Para un look de invierno, apuesta por un chaleco de punto grueso con unos vaqueros oscuros, botines y una bufanda.
Para un aire más moderno, lleva un chaleco sin mangas sobre una camisa o un top de manga larga.
Para un estilo más luminoso, elige un chaleco beige, amarillo o gris jaspeado con piezas sobrias.
¿Qué colores elegir para un chaleco de punto?
El beige es suave, natural y fácil de combinar. Funciona con blanco, denim, marrón o negro.
El gris sigue siendo intemporal. Aporta un aire sobrio, fácil de llevar a diario.
El gris jaspeado da un efecto más texturizado y casual.
El amarillo ilumina una silueta sencilla. Aporta un toque más fresco y más de moda.
El negro estructura el conjunto.
El écru suaviza los looks de invierno.
Cada color permite transformar el chaleco de punto según el espíritu buscado.
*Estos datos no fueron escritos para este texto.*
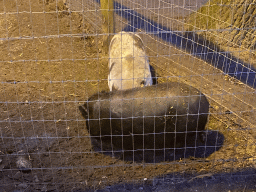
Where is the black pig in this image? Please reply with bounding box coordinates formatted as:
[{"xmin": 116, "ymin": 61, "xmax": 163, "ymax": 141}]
[{"xmin": 79, "ymin": 82, "xmax": 209, "ymax": 149}]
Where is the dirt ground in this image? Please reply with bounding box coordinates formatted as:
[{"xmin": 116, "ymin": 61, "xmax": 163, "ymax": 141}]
[{"xmin": 0, "ymin": 0, "xmax": 256, "ymax": 191}]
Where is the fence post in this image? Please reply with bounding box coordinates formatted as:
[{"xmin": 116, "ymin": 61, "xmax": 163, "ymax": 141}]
[{"xmin": 100, "ymin": 0, "xmax": 115, "ymax": 53}]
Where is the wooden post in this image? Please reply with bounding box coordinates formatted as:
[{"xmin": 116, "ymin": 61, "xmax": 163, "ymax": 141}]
[{"xmin": 100, "ymin": 0, "xmax": 115, "ymax": 53}]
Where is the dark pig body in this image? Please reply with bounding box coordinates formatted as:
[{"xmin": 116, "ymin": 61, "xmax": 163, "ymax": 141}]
[{"xmin": 79, "ymin": 82, "xmax": 209, "ymax": 149}]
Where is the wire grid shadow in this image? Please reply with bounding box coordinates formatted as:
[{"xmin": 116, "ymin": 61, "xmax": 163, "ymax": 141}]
[{"xmin": 0, "ymin": 0, "xmax": 256, "ymax": 191}]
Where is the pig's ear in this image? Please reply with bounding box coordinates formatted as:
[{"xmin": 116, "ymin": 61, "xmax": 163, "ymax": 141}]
[{"xmin": 79, "ymin": 105, "xmax": 88, "ymax": 119}]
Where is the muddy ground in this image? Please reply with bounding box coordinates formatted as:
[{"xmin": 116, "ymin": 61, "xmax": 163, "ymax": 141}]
[{"xmin": 0, "ymin": 0, "xmax": 256, "ymax": 191}]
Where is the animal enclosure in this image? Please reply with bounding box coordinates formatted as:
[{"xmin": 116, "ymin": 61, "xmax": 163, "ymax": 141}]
[{"xmin": 0, "ymin": 0, "xmax": 256, "ymax": 191}]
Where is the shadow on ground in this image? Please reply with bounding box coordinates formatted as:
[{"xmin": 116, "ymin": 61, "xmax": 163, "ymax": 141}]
[{"xmin": 95, "ymin": 169, "xmax": 256, "ymax": 192}]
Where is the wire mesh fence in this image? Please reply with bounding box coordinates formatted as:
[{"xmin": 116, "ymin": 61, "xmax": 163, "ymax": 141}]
[{"xmin": 0, "ymin": 0, "xmax": 256, "ymax": 191}]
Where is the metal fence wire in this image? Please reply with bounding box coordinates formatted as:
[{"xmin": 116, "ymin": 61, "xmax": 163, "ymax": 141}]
[{"xmin": 0, "ymin": 0, "xmax": 256, "ymax": 191}]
¿Chaleco de punto o suéter de punto?
El suéter de punto es una pieza más envolvente. Se lleva solo y aporta un calor inmediato.
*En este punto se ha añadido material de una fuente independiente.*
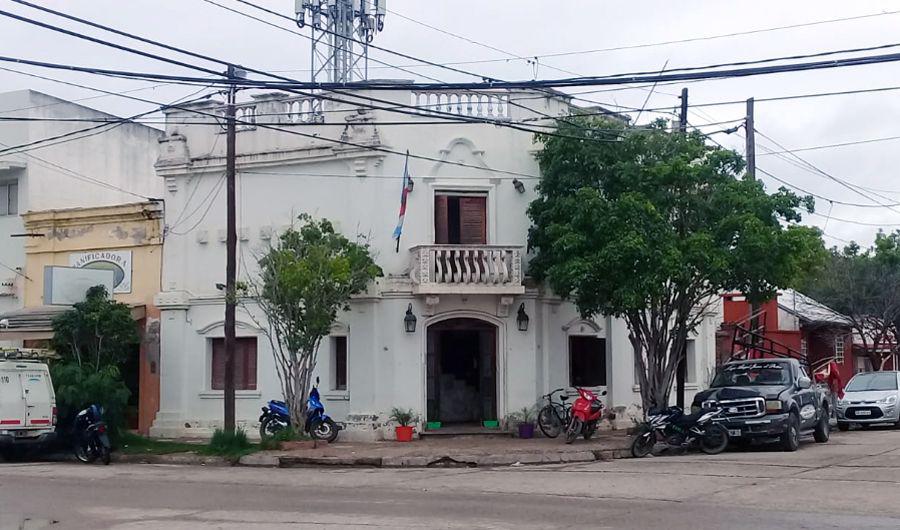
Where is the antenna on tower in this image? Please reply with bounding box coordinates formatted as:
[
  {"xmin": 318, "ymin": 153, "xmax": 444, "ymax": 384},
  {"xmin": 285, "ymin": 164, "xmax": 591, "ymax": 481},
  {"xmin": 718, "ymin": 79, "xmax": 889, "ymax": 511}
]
[{"xmin": 294, "ymin": 0, "xmax": 387, "ymax": 83}]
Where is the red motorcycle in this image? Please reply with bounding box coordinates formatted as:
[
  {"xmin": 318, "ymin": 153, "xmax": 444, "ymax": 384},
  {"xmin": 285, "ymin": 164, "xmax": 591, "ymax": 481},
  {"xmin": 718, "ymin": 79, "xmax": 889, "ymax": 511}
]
[{"xmin": 566, "ymin": 387, "xmax": 606, "ymax": 444}]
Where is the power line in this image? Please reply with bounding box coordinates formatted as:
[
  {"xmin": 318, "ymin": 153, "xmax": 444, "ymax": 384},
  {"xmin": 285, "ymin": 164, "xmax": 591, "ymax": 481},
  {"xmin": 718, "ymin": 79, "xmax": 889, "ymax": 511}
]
[
  {"xmin": 809, "ymin": 212, "xmax": 900, "ymax": 227},
  {"xmin": 754, "ymin": 129, "xmax": 900, "ymax": 213},
  {"xmin": 510, "ymin": 10, "xmax": 900, "ymax": 59},
  {"xmin": 756, "ymin": 166, "xmax": 900, "ymax": 208},
  {"xmin": 0, "ymin": 6, "xmax": 632, "ymax": 146},
  {"xmin": 0, "ymin": 87, "xmax": 218, "ymax": 155},
  {"xmin": 5, "ymin": 60, "xmax": 540, "ymax": 179},
  {"xmin": 763, "ymin": 136, "xmax": 900, "ymax": 155}
]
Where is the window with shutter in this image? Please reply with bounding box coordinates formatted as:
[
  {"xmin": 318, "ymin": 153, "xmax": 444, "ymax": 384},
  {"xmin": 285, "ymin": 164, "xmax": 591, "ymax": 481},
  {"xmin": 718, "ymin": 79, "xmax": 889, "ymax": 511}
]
[
  {"xmin": 569, "ymin": 336, "xmax": 606, "ymax": 387},
  {"xmin": 434, "ymin": 193, "xmax": 487, "ymax": 245},
  {"xmin": 331, "ymin": 336, "xmax": 347, "ymax": 390},
  {"xmin": 210, "ymin": 337, "xmax": 257, "ymax": 390}
]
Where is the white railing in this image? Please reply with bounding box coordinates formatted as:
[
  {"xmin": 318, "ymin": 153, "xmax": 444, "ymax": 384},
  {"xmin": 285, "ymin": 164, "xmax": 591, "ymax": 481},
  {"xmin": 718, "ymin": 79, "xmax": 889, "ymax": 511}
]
[
  {"xmin": 284, "ymin": 97, "xmax": 325, "ymax": 123},
  {"xmin": 411, "ymin": 92, "xmax": 510, "ymax": 120},
  {"xmin": 412, "ymin": 245, "xmax": 524, "ymax": 293}
]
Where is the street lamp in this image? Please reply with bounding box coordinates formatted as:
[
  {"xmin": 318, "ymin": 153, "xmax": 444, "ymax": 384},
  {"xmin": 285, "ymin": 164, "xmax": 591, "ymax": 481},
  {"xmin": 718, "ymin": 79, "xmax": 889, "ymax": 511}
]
[
  {"xmin": 403, "ymin": 304, "xmax": 416, "ymax": 333},
  {"xmin": 516, "ymin": 303, "xmax": 530, "ymax": 331}
]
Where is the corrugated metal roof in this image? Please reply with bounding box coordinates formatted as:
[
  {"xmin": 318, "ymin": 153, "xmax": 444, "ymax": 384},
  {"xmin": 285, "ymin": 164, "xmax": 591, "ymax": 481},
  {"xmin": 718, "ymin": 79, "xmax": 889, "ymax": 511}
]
[{"xmin": 778, "ymin": 289, "xmax": 850, "ymax": 324}]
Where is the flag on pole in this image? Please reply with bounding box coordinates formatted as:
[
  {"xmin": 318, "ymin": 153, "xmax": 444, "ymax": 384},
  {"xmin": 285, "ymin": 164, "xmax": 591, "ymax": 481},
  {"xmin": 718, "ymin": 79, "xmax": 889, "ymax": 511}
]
[{"xmin": 394, "ymin": 151, "xmax": 413, "ymax": 252}]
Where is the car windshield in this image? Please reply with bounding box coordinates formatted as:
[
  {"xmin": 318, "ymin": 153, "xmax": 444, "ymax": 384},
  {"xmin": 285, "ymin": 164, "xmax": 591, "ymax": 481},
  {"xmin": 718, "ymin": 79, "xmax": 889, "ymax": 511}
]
[
  {"xmin": 844, "ymin": 372, "xmax": 897, "ymax": 392},
  {"xmin": 712, "ymin": 363, "xmax": 791, "ymax": 387}
]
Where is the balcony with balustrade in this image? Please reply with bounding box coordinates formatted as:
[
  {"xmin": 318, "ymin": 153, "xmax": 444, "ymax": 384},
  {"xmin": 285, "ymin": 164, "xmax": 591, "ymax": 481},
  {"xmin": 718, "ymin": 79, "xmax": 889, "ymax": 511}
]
[{"xmin": 410, "ymin": 245, "xmax": 525, "ymax": 295}]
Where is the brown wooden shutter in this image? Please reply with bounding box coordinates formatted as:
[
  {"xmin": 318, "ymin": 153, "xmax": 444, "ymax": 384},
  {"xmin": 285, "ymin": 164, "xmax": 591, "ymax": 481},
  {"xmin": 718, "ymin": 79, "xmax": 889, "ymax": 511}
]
[
  {"xmin": 210, "ymin": 339, "xmax": 225, "ymax": 390},
  {"xmin": 241, "ymin": 337, "xmax": 256, "ymax": 390},
  {"xmin": 434, "ymin": 195, "xmax": 450, "ymax": 245},
  {"xmin": 459, "ymin": 197, "xmax": 487, "ymax": 245}
]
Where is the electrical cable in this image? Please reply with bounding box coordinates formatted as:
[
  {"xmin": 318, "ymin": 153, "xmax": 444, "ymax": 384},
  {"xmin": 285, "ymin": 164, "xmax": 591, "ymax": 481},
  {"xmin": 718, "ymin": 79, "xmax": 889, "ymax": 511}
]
[
  {"xmin": 754, "ymin": 129, "xmax": 900, "ymax": 213},
  {"xmin": 756, "ymin": 166, "xmax": 900, "ymax": 208},
  {"xmin": 492, "ymin": 10, "xmax": 900, "ymax": 59}
]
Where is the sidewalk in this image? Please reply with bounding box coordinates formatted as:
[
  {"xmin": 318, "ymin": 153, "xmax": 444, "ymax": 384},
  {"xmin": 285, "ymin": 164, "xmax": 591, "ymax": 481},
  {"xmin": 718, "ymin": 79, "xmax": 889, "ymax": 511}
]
[{"xmin": 239, "ymin": 431, "xmax": 631, "ymax": 468}]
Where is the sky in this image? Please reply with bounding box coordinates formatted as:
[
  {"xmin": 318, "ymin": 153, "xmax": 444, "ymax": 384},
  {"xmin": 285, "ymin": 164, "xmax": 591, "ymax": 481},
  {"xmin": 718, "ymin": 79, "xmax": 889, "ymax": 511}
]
[{"xmin": 0, "ymin": 0, "xmax": 900, "ymax": 246}]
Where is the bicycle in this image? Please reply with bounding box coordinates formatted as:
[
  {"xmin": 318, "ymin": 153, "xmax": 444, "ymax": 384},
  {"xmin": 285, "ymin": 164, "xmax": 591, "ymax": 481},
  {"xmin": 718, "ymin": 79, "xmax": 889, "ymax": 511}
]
[{"xmin": 538, "ymin": 388, "xmax": 572, "ymax": 438}]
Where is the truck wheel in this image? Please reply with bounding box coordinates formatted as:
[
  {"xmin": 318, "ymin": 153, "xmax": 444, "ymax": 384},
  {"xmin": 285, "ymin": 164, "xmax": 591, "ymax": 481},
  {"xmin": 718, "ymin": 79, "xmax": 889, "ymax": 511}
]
[
  {"xmin": 813, "ymin": 407, "xmax": 831, "ymax": 444},
  {"xmin": 781, "ymin": 412, "xmax": 800, "ymax": 452}
]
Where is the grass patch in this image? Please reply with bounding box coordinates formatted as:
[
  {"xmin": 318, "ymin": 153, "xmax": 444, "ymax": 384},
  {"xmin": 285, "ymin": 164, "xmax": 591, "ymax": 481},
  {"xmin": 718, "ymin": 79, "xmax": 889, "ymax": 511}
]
[
  {"xmin": 204, "ymin": 429, "xmax": 259, "ymax": 458},
  {"xmin": 117, "ymin": 432, "xmax": 205, "ymax": 455},
  {"xmin": 116, "ymin": 430, "xmax": 260, "ymax": 459}
]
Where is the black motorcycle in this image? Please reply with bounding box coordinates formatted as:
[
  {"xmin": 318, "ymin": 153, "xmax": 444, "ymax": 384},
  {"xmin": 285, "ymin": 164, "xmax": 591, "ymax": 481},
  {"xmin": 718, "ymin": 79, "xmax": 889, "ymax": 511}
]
[
  {"xmin": 631, "ymin": 407, "xmax": 729, "ymax": 458},
  {"xmin": 74, "ymin": 405, "xmax": 111, "ymax": 465}
]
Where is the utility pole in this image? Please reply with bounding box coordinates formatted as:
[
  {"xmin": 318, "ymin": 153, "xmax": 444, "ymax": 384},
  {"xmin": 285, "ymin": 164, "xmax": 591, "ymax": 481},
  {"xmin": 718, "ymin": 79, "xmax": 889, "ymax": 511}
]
[
  {"xmin": 224, "ymin": 65, "xmax": 238, "ymax": 434},
  {"xmin": 744, "ymin": 98, "xmax": 756, "ymax": 178},
  {"xmin": 675, "ymin": 87, "xmax": 687, "ymax": 410},
  {"xmin": 744, "ymin": 98, "xmax": 760, "ymax": 357}
]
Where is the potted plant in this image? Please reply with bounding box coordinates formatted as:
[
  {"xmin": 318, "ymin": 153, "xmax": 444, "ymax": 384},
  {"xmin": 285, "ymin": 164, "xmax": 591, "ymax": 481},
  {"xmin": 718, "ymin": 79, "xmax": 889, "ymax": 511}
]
[
  {"xmin": 390, "ymin": 407, "xmax": 419, "ymax": 442},
  {"xmin": 512, "ymin": 407, "xmax": 534, "ymax": 440}
]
El chaleco de punto ofrece más modularidad. Puede llevarse abierto, cerrado, ceñido, superpuesto o retirado fácilmente según la temperatura.
El suéter y el chaleco son complementarios. El suéter es adecuado para los días fríos. El chaleco es ideal para jugar con las superposiciones y variar los looks.
¿Qué chaleco elegir según tu morfología?
Para una silueta en A, un chaleco corto o un chaleco de cuello redondo atrae la mirada hacia la parte superior del cuerpo.
Para una silueta en V, un chaleco largo o ligeramente fluido equilibra los volúmenes.
Para una silueta en H, un chaleco con cinturón permite estructurar la cintura.
Para una silueta en X, los chalecos ajustados o ceñidos realzan naturalmente la figura.
Para todas las morfologías, lo esencial es elegir un corte cómodo, una longitud adecuada y un punto agradable de llevar.
Los chalecos de punto de la fée maraboutée
La colección de chalecos de punto de la fée maraboutée reúne piezas femeninas, cómodas y fáciles de llevar. Chaleco de punto, cárdigan de punto, chaleco largo, chaleco corto, chaleco sin mangas, chaleco de cuello redondo, chaleco de manga corta, punto acanalado, punto grueso, lana o modelo más ligero: cada pieza acompaña a las mujeres con estilo.
El chaleco de punto permite crear looks simples, cálidos y elegantes. Se lleva sobre una camiseta de manga larga, una camisa, un vestido o un suéter fino según la temporada.
Un chaleco beige para suavizar.
Un chaleco gris para mantener la intemporalidad.
Un gris jaspeado para un espíritu casual.
Un punto grueso para el invierno.
Un cárdigan de punto para superponer con estilo.